Boa parte da descrença em relação à vitória de Bolsonaro se devia em larga medida pela posição política dele. Sabemos da dificuldade que candidatos que representam segmentos muito particulares têm quando enfrentam uma eleição majoritária, quando precisam ter pelo menos 50% dos votos, que não é tarefa simples. Uma parte grande dos descrentes na vitória do Bolsonaro, inclusive eu, se devia também ao perfil dele. A ideia era que Bolsonaro ficaria no nicho à direita, com um eleitor que vou chamar de conservador, jovens que viram no Bolsonaro um símbolo, alguém como ele se vendeu, que combateria corrupção, a desorganização política, o estado de coisas que o PT tinha criado. Toda a narrativa que ele inventou. Mas ele entrar num eleitorado moderado é a maior surpresa. Claro que esse eleitorado pode não ter conhecido o que pensa Bolsonaro, porque ele simplesmente não se fez conhecer na campanha. Desde o evento da facada até o dia da eleição, Bolsonaro praticamente ficou em silêncio, basicamente falando da recuperação, da saúde dele.
Há chance de uma reorganização futura desse eleitorado menos ideológico, já que agora ele tem a gestão de Bolsonaro concretamente para avaliar?
A gente está no meio de um processo de reorganização do quadro partidário. Tivemos duas décadas marcadas pelo conflito PT e anti-PT. Hoje, temos uma reconfiguração em curso. É difícil fazer qualquer diagnóstico no meio dessa areia movediça que a gente está vivendo. Mas a gente tem que lembrar que o bolsonarismo e a crise dos partidos tradicionais afetaram muito os três maiores partidos de centro que, desde a redemocratização, são pivôs centrais do jogo político: MDB, DEM e PSDB. Esses partidos tiveram cada um os seus piores desempenhos eleitorais de sua história.
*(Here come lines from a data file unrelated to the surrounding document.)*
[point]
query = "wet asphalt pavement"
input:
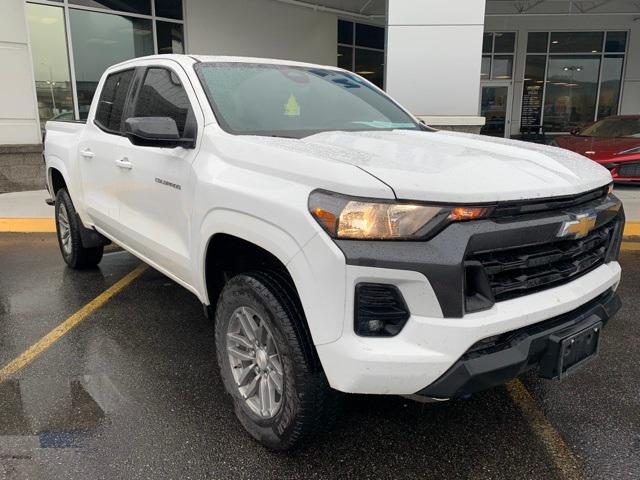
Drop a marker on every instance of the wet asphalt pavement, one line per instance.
(133, 392)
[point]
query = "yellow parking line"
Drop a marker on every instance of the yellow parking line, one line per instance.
(27, 225)
(632, 229)
(29, 355)
(555, 446)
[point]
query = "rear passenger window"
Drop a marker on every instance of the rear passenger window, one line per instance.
(162, 95)
(112, 100)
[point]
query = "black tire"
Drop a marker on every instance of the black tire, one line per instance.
(308, 404)
(73, 252)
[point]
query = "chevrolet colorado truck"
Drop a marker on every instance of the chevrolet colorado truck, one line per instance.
(339, 244)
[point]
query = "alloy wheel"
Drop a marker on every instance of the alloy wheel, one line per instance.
(255, 362)
(65, 229)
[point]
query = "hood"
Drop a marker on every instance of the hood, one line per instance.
(598, 148)
(463, 168)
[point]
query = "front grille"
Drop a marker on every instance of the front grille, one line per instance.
(629, 170)
(514, 272)
(523, 207)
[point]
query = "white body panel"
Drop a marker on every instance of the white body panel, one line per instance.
(257, 188)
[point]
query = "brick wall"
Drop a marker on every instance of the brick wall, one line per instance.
(21, 168)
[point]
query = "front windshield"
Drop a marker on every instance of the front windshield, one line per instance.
(614, 127)
(279, 100)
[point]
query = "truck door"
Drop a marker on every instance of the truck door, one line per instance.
(97, 152)
(155, 211)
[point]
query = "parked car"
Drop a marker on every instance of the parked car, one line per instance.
(339, 244)
(613, 142)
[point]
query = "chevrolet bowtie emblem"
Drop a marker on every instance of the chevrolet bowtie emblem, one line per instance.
(579, 227)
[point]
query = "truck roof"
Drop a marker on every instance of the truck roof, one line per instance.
(187, 60)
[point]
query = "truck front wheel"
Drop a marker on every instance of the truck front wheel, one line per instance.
(69, 239)
(277, 396)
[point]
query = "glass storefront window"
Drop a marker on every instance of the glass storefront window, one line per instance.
(50, 61)
(170, 37)
(133, 6)
(537, 42)
(610, 85)
(616, 42)
(534, 75)
(576, 42)
(505, 42)
(369, 36)
(345, 57)
(485, 68)
(502, 67)
(345, 32)
(100, 40)
(169, 9)
(578, 79)
(361, 50)
(487, 42)
(572, 89)
(496, 65)
(370, 65)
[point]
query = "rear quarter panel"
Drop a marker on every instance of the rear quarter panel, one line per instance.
(60, 152)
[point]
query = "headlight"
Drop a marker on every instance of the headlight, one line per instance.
(346, 217)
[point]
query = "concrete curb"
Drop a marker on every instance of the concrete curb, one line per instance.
(27, 225)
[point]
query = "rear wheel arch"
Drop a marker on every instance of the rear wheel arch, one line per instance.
(56, 180)
(228, 255)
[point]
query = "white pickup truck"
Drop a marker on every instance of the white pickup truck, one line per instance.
(340, 244)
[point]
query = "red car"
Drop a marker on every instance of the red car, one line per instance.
(613, 142)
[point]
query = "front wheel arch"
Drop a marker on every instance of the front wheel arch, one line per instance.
(228, 256)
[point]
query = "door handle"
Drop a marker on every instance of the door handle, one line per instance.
(124, 163)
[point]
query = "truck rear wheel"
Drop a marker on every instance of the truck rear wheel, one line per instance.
(69, 239)
(277, 396)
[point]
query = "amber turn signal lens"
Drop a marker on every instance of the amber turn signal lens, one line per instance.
(325, 218)
(459, 214)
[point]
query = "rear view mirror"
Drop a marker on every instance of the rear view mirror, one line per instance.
(155, 132)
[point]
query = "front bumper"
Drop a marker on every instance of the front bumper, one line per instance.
(495, 360)
(430, 344)
(433, 278)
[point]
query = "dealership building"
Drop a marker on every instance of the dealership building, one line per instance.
(530, 68)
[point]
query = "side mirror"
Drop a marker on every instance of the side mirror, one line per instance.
(155, 132)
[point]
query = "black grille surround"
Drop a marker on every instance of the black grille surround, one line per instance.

Os três foram muito mal, somaram menos de cem deputados. As forças tradicionalmente de centro foram mal nas eleições presidenciais e nas eleições para o Congresso. Esse processo de reconstrução do centro vai depender muito agora da eleição municipal, se a gente observar a possível retomada ou manutenção de algumas prefeituras, sobretudo nas regiões metropolitanas, nas grandes cidades. Há possibilidade de eles, em 2022, reconquistarem lugar fundamental. As eleições municipais vão demonstrar sua capacidade de ressurgimento.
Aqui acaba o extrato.